Auf meinem Rückweg in Richtung Piazzale Roma sticht mir ein Erdgeschossfenster ins Auge. Flohmarktware stapelt sich auf dem Fensterbrett: Bücher, Geschirr, daneben eine Vase und ein kleines Gemälde. Hier hat sich jemand etwas Besonderes einfallen lassen: Gegen eine Spende können die Dinge mitgenommen werden – in Corona-Zeiten eine Unterstützung für bedürftige ältere Menschen und arbeitslose Eltern mit kleinen Kindern. Speriamo che passi presto questo periodo brutto steht auf dem hinter dem Fensterglas angebrachten Zettel ganz unten – hoffen wir, dass diese schlimme Zeit bald vorbei ist.

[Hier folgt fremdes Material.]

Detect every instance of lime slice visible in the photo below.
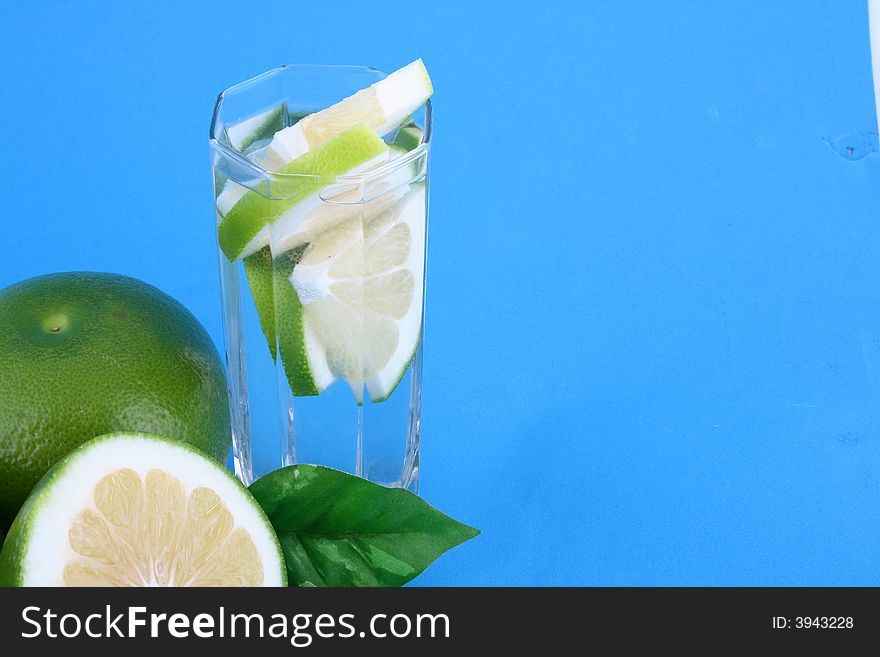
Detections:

Restaurants großteils leer
Allzuviel Zeit bis zu meinem Abflug bleibt mir nicht mehr, doch eine Pizza geht sich noch aus. Ich suche mir ein kleines Lokal in der Nähe des Bahnhofs. Es ist eine Gegend, die normalerweise stark von Touristen frequentiert wird. An den Tischen draußen sitzen drei Spanierinnen, die anderen sind leer. Wie es im Vergleich zu normalen Zeiten ist, frage ich den Cameriere. „Wir sind normalerweise ab 12 Uhr mittags bis spät abends immer voll. Jetzt eigentlich fast nie, außer manchmal zu den Haupt-Essenszeiten an den Wochenenden. Vor allem die Asiaten und Amerikaner fehlen. Aber auch aus Österreich und Deutschland haben wir viel weniger Gäste als sonst.“
Gerade jetzt lohnt sich ein Besuch
Bevor ich mich auf den Weg zum Airport Shuttle Bus mache, nutze ich die verbliebene Zeit noch für eine letzte kleine Spazierrunde. Ich genieße nochmals die Eindrücke, bin immer wieder fasziniert von der Einzigartigkeit und Schönheit dieser Stadt.
Obwohl man nun nicht mehr behaupten kann, dass die Stadt menschenleer ist, lohnt sich ein Besuch dennoch gerade jetzt. Langsam scheint sich Venedig nämlich wieder mit Touristen zu füllen und möglicherweise wird es nie wieder so „leer“ sein. Was Covid-19 anbetrifft, nimmt der Großteil der Italiener die Sicherheitsvorschriften sehr ernst. Italien gilt außerdem zurzeit nicht als Risikogebiet.
Insgesamt würde ich Venedig auch für einen längeren Aufenthalt als nur einen Tagesausflug empfehlen. Denn es gibt viel mehr zu sehen als den Markusplatz und die Rialtobrücke.